En l’espace d’une quinzaine d’années, le secteur de la médecine privée a fait l’objet d’un mouvement de concentration sans précédent. En 1980, la France comptait plus de 4 000 entreprises de laboratoires urbains de biologie médicale, contre moins de 400 en 2021. Entre-temps, de grands groupes privés, soutenus par des fonds d’investissement, ont racheté leurs laboratoires à des médecins biologistes et fusionné les structures. Six groupes détenaient 61 % de la biologie médicale de la ville en 2021 : Unilabs, Biogroup, Cerba Healthcare, Inovie, Synlab, Eurofins. Désormais, ils auraient “plus des deux tiers”selon l’estimation du directeur général de la Caisse nationale d’assurance maladie, Thomas Fatôme, en juillet 2023.
Comment en sommes-nous arrivés là ? « Nous avons brisé les indépendants, nous leur faisons pression sur les prix, avec en même temps des normes de qualité très lourdes à respecteraccuse Lionel Barrand, biologiste libéral et président du syndicat national des biologistes médicaux. Beaucoup ont eu peur et ont préféré vendre plutôt que de risquer la faillite, profitant des gros chèques offerts pour les racheter. L’État a jeté la biologie dans les bras des investisseurs. »

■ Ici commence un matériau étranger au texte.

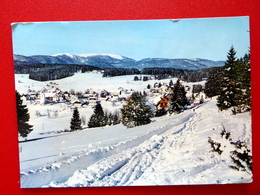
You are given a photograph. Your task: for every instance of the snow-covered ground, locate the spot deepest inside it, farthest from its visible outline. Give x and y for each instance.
(172, 150)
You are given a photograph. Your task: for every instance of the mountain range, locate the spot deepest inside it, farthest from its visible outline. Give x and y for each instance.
(115, 61)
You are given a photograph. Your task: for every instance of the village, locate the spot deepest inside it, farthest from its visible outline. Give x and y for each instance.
(52, 94)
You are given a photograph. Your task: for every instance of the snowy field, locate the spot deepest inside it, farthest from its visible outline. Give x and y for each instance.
(172, 150)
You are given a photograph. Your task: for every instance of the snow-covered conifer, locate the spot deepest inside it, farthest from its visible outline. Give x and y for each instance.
(98, 119)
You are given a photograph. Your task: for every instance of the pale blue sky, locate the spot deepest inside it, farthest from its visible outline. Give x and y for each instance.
(209, 38)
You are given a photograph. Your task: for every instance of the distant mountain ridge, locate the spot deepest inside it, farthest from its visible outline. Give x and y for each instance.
(116, 61)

Jusqu’à la fin des années 1980, les cabinets de biologie médicale étaient en effet la propriété de biologistes propriétaires de leurs outils de travail, qui géraient de petites équipes. L’activité a été très rentable, portée par une forte demande et des gains de productivité boostés par l’automatisation croissante des techniques d’analyse.
À partir des années 1990, les pouvoirs publics, soucieux de réduire leurs dépenses grâce à des économies d’échelle, ont encouragé la profession à se regrouper pour former des entités plus grandes, exploitant jusqu’à cinq laboratoires. Pour faciliter le financement, la loi autorise les investisseurs extérieurs, non biologistes, à acquérir jusqu’à 25 % du capital des sociétés ainsi constituées : les sociétés professionnelles. La majorité doit être détenue par des biologistes y exerçant.
Si les regroupements restent modestes la décennie suivante, le modèle change définitivement en 2001, à la faveur d’une brèche juridique dans laquelle se précipitent les fonds d’investissement. La loi Murcef de 2001 autorise des regroupements plus larges, permettant aux biologistes qui n’exercent pas dans la société libérale d’être majoritaires. Les fonds financiers utiliseront alors les possibilités offertes par le droit européen pour prendre des participations majoritaires dans les entreprises françaises par des sociétés étrangères de biologie. Constituant ainsi de très grandes chaînes de laboratoires.